Algorithm Dependencies
In this example, we build a processor containing multiple algorithms where the output of one serves as the input for another. This demonstrates algorithm composability - a core Orca feature that allows you to version, iterate, and test stages of a pipeline independently.
The code for this example can be found here.
1. Use Case: Pump Status Detection
We will build a processor that analyses vibration data from a sensor to detect whether a pump is "On" or "Off." The pipeline consists of two stages:
- Feature Engineering: Calculates statistical features (RMS, Peak, etc.) from raw vibration data.
- Prediction: Uses a logistic regression model on those features to predict status.
By splitting these, you can update your ML model version without touching the stable feature engineering code.
2. Setup Your Environment
First, ensure the Orca stack is running:
orca start
Create a new directory for this project and initialise the Orca configuration:
mkdir algo-dependencies && cd algo-dependencies
orca init
Create a Virtual Environment
Install the required dependencies (orca-python, pandas, numpy, and schedule) using your preferred manager:
- pip
- Poetry
- uv
python -m venv .venv
source ./.venv/bin/activate
python -m pip install orca-python pandas numpy schedule
poetry init
poetry add orca-python pandas numpy schedule
uv venv
source .venv/bin/activate
uv pip install orca-python pandas numpy schedule
3. Create the Data Getter
We need a way to simulate vibration telemetry. Create data_getter.py and add the following:
import datetime as dt
import numpy as np
import pandas as pd
def getVibrationData(time_from: dt.datetime, time_to: dt.datetime, asset_id: int) -> pd.DataFrame:
"""Simulates 100 samples of 3-axis vibration data"""
data = pd.DataFrame({
"time": pd.date_range(start=time_from, end=time_to, periods=100),
"asset_id": asset_id,
"x": np.random.random(100),
"y": np.random.random(100),
"z": np.random.random(100),
})
data.set_index("time", inplace=True)
return data
4. Define the Processor and Algorithms
Create main.py. This file defines the DAG (Directed Acyclic Graph) by linking algorithms together via the depends_on parameter.
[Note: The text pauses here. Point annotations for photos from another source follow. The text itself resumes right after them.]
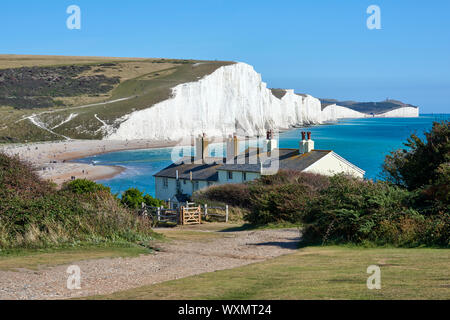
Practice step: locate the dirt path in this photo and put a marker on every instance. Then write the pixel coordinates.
(191, 252)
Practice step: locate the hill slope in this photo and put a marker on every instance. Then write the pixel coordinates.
(368, 107)
(47, 98)
(53, 98)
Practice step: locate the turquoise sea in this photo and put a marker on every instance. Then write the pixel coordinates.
(364, 142)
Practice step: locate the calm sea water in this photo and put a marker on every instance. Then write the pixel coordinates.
(364, 142)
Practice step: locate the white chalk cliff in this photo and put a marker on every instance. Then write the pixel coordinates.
(231, 99)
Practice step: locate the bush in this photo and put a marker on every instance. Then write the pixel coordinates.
(341, 209)
(83, 186)
(34, 214)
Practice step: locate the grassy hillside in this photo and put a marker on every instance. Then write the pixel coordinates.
(46, 98)
(367, 107)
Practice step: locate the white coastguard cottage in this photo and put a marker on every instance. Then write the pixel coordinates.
(180, 180)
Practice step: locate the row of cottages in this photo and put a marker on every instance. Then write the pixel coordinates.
(180, 180)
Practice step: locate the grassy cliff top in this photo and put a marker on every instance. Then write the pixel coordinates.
(367, 107)
(66, 96)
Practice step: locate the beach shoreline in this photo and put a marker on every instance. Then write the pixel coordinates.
(57, 161)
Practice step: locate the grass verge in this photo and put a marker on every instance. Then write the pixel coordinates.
(331, 272)
(34, 259)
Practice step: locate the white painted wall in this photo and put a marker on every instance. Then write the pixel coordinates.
(186, 186)
(238, 177)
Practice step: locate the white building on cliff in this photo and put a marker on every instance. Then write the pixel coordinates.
(180, 180)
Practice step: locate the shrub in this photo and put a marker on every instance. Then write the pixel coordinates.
(83, 186)
(34, 214)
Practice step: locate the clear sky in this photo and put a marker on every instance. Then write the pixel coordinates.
(320, 47)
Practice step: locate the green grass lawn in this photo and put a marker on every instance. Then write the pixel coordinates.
(34, 259)
(330, 272)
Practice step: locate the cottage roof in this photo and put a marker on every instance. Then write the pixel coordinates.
(289, 159)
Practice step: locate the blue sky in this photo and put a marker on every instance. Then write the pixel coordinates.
(320, 47)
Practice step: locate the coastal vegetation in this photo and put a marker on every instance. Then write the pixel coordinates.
(35, 214)
(49, 98)
(411, 208)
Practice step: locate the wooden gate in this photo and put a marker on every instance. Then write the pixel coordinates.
(191, 215)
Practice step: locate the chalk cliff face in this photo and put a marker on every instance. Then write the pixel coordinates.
(231, 99)
(334, 112)
(405, 112)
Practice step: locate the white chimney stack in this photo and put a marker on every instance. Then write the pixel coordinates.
(232, 148)
(201, 149)
(307, 144)
(271, 142)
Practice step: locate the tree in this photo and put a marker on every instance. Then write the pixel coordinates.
(133, 198)
(423, 163)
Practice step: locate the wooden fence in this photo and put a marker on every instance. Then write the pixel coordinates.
(160, 214)
(186, 215)
(213, 212)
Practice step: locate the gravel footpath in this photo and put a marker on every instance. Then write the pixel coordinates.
(178, 259)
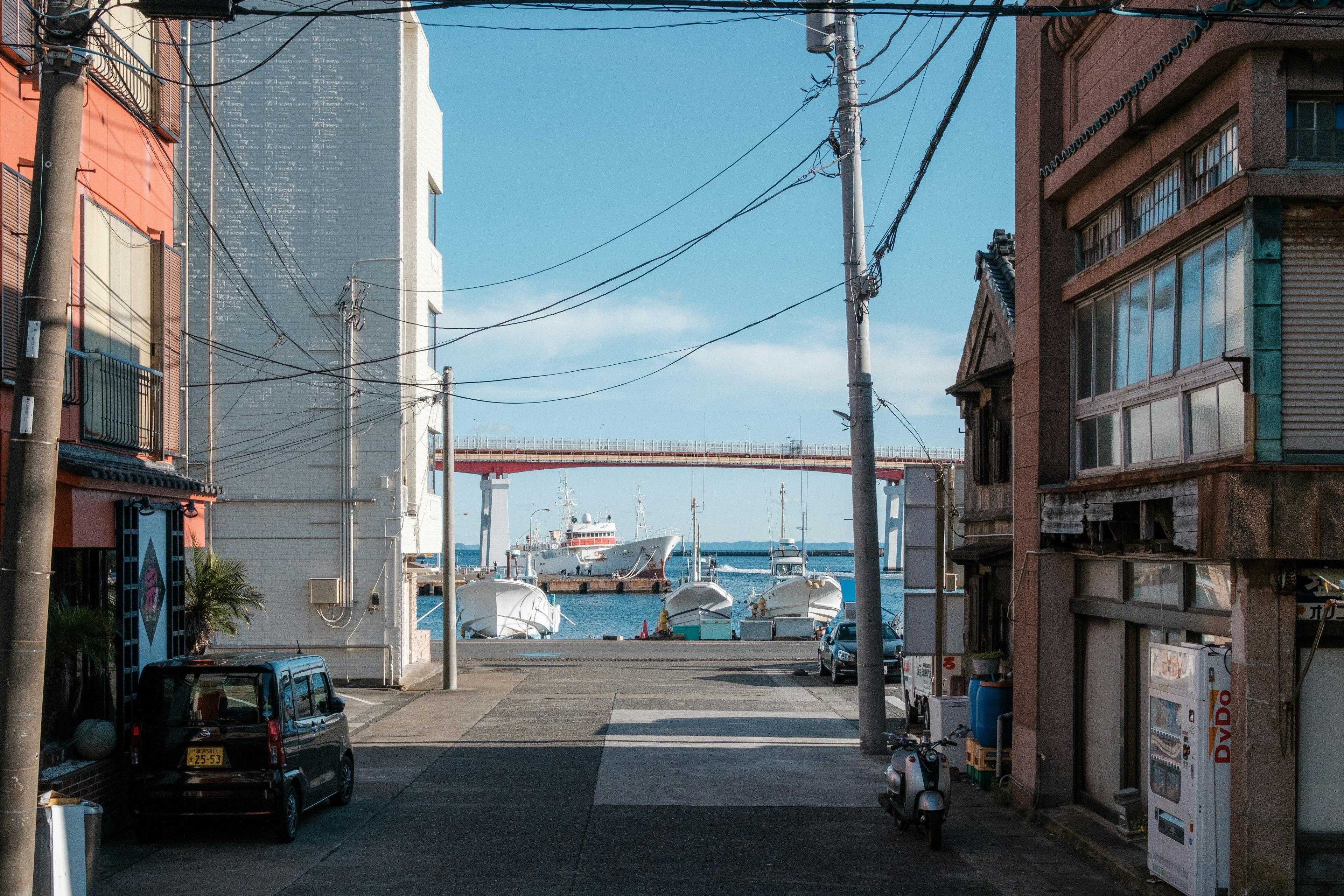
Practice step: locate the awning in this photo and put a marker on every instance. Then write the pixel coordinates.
(982, 550)
(113, 467)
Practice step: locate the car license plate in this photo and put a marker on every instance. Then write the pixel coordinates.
(206, 757)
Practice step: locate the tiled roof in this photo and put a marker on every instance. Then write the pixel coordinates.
(996, 261)
(115, 467)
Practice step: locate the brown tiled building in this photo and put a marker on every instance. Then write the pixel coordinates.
(1179, 415)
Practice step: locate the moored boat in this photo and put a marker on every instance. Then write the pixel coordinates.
(506, 609)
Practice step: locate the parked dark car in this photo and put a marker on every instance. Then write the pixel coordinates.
(836, 652)
(259, 734)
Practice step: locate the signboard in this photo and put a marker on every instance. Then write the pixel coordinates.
(155, 562)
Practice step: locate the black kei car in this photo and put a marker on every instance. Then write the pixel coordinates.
(259, 735)
(838, 648)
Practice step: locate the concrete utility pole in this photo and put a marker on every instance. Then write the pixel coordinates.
(31, 495)
(940, 548)
(449, 543)
(873, 700)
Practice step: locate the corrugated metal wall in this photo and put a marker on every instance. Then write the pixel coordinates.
(1314, 330)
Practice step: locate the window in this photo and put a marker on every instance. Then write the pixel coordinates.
(1213, 586)
(1315, 130)
(1216, 418)
(1213, 308)
(303, 699)
(433, 213)
(1214, 163)
(1101, 238)
(1155, 202)
(1152, 582)
(322, 694)
(1099, 442)
(1154, 430)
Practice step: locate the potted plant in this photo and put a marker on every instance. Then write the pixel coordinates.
(218, 598)
(987, 664)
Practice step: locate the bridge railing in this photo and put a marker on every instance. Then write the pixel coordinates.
(671, 447)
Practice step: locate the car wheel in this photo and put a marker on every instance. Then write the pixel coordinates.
(287, 820)
(347, 782)
(147, 831)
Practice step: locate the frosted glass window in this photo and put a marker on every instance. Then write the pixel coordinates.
(1191, 292)
(1139, 331)
(1203, 421)
(1140, 436)
(1166, 415)
(1164, 319)
(1099, 580)
(1213, 586)
(1154, 582)
(1232, 415)
(1214, 298)
(1236, 288)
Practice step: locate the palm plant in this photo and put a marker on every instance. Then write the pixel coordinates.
(218, 598)
(75, 635)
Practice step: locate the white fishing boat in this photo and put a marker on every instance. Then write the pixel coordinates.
(795, 592)
(593, 548)
(698, 597)
(506, 609)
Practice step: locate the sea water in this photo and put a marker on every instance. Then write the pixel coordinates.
(593, 616)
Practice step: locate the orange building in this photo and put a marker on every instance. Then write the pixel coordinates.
(126, 514)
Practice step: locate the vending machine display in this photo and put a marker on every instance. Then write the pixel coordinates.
(1189, 766)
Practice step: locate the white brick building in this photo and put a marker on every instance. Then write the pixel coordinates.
(338, 143)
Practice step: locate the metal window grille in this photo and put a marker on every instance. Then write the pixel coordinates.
(1216, 162)
(1156, 202)
(1104, 237)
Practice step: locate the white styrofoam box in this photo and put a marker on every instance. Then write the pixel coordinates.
(795, 628)
(717, 630)
(757, 629)
(945, 714)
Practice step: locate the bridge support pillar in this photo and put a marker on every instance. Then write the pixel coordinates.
(495, 522)
(891, 554)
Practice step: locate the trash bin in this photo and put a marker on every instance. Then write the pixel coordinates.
(69, 847)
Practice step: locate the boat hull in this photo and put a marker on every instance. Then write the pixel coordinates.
(506, 609)
(695, 602)
(815, 597)
(643, 559)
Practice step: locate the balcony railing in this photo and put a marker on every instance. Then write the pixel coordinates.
(1307, 144)
(123, 401)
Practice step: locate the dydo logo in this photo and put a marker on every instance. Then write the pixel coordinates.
(1221, 724)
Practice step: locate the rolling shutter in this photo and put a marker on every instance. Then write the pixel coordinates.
(1314, 330)
(15, 199)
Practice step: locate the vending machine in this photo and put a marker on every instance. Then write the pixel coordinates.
(1190, 731)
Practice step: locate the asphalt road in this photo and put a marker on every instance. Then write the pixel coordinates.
(623, 776)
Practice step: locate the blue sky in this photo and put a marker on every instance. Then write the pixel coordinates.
(557, 141)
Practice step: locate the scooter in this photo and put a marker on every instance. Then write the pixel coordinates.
(920, 786)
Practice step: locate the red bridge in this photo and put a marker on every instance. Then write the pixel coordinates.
(499, 457)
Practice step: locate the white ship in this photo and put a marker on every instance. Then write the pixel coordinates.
(795, 590)
(698, 597)
(589, 547)
(506, 609)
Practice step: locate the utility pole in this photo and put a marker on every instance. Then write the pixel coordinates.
(449, 543)
(940, 547)
(873, 699)
(34, 430)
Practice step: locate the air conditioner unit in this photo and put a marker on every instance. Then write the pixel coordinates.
(324, 592)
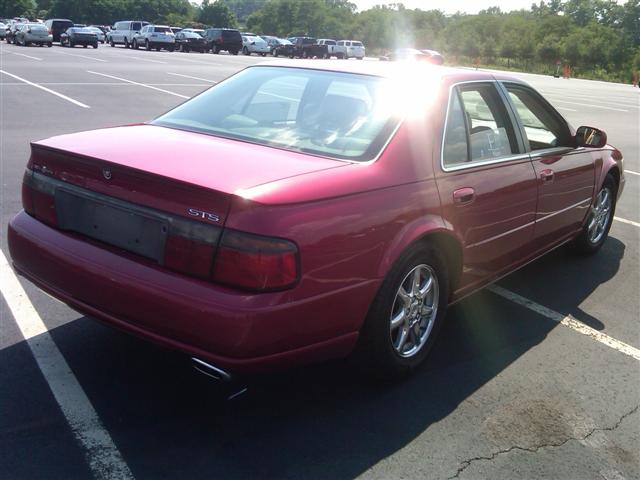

from google.protobuf import json_format
import numpy as np
from orca_python import (
Processor, WindowType, StructResult,
MetadataField, ExecutionParams
)
from data_getter import getVibrationData
proc = Processor("onOffDetector")
asset_id = MetadataField(name="asset_id", description="The unique ID of the asset.")
OneSecondOfVibrationData = WindowType(
name="OneSecondOfVibrationData",
version="1.0.0",
description="A one second period of vibration telemetry",
metadataFields=[asset_id],
)
# --- Algorithm 1: Feature Engineering ---
@proc.algorithm(
name="ProduceSummaryStatistics",
version="1.0.0",
window_type=OneSecondOfVibrationData,
)
def produce_summary_statistics(params: ExecutionParams) -> StructResult:
asset_id_val = params.window.metadata.get("asset_id")
data = getVibrationData(params.window.time_from, params.window.time_to, asset_id_val)
stats = {}
for axis in ["x", "y", "z"]:
signal = np.asarray(data[axis].values, dtype=float)
stats[f"{axis}_rms"] = float(np.sqrt(np.mean(signal**2)))
stats[f"{axis}_std"] = float(np.std(signal))
return StructResult(stats)
# --- Algorithm 2: ML Prediction (Depends on Algorithm 1) ---
@proc.algorithm(
name="PredictPumpStatus",
version="1.0.0",
window_type=OneSecondOfVibrationData,
depends_on=[produce_summary_statistics],
)
def predict_pump_status(params: ExecutionParams) -> StructResult:
# Access results from dependencies
stats = {}
if params.dependencies:
for dep in params.dependencies:
if hasattr(dep.result, "struct_value"):
stats = json_format.MessageToDict(dep.result.struct_value)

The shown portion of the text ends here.